The Rosenbaum Yeshiva of North Jersey’s annual scholarship reception Sunday night raised more than half a million dollars – a three-quarters increase over the amount raised last year.
Mordy Rothberg, the school’s vice president of development, attributes the fundraiser’s success to a new communal attitude toward supporting day school education.
“We’re a recipient of all the work the community has done to make awareness that Jewish education is not just a parental obligation, but a communal obligation,” he said.
|The organizers of the RYNJ scholarship reception, board members Mordy Rothberg, left, and Menachem Schechter, right, flank one of the evening’s speakers, Yeshiva University President Richard Joel. courtesy RYNJ|
“During these tough economic times, there’s a real big focus on giving locally and supporting Jewish education.
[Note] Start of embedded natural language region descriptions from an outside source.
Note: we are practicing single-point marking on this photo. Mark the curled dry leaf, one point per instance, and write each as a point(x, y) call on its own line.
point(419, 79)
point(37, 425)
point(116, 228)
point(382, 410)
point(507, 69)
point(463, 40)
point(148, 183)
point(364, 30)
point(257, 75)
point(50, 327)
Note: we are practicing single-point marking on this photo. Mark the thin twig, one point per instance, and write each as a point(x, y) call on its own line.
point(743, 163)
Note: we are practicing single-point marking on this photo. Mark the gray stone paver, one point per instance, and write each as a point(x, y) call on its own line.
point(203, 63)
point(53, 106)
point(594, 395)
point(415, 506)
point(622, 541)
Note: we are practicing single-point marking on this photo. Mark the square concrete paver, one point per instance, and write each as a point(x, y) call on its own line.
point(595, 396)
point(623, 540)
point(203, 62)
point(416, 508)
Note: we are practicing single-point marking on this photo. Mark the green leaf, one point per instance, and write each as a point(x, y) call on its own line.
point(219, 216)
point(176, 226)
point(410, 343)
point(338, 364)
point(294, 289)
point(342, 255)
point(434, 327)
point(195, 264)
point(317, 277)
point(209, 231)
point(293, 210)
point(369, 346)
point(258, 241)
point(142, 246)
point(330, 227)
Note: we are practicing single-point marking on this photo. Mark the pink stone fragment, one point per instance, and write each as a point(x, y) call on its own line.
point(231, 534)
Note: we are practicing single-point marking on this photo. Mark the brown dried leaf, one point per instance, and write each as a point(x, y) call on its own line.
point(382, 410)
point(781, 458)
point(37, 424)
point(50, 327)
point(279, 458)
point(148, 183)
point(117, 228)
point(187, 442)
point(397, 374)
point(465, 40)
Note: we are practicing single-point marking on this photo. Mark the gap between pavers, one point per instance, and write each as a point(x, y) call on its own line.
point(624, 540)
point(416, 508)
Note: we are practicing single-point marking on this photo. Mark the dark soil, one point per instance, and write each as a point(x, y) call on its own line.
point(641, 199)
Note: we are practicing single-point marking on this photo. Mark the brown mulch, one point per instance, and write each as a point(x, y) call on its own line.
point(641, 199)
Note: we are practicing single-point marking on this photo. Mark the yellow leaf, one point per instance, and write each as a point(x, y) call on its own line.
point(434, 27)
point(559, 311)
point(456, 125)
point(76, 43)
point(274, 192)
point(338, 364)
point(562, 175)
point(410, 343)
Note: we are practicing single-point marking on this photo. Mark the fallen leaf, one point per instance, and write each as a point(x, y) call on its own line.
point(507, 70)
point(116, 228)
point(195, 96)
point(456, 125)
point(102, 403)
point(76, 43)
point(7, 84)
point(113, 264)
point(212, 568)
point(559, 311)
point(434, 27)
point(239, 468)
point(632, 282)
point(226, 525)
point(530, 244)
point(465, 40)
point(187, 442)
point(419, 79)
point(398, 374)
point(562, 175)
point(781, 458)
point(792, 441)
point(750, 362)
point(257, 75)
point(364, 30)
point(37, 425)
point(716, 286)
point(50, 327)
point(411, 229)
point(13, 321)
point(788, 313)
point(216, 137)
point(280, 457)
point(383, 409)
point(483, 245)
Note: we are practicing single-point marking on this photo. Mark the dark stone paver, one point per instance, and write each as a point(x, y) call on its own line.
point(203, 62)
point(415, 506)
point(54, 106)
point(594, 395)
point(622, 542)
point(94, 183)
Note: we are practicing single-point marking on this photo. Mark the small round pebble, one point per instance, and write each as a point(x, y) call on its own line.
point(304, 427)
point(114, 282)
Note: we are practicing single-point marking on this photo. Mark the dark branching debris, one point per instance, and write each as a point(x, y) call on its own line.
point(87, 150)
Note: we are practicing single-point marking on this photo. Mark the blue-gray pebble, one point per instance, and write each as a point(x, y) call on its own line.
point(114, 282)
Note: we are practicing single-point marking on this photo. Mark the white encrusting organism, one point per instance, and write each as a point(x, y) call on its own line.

One of the benefits of the community setting up NNJKids” – the umbrella fund for Bergen County’s day schools – “is that we’re really making Jewish education a priority.”
Rothberg serves on the board of the parent organization of NNJKids, Jewish Education for Generations, as a representative of the yeshiva, in which his five children are enrolled.
The economic climate has also meant that “unfortunately, scholarship recipients are at an all time high,” said Rothberg, with the school awarding more than $1 million in scholarships.
“The community is committed to giving a quality education to every single family regardless of their ability to pay. I think the community as a whole is really stepping up and saying this is a communal obligation and a communal responsibility,” he said.
The school saw a significant increase in parental participation for the fundraiser, with 275 families contributing, up from 211 last year. The school has 982 students from about 425 families. About 120 families receive scholarships.
In recent years, the scholarship event has morphed from a catered dinner to a dessert reception organized and catered by parent volunteers.
“Our cost, including invitations and food, was less than $3,000,” said Rothberg.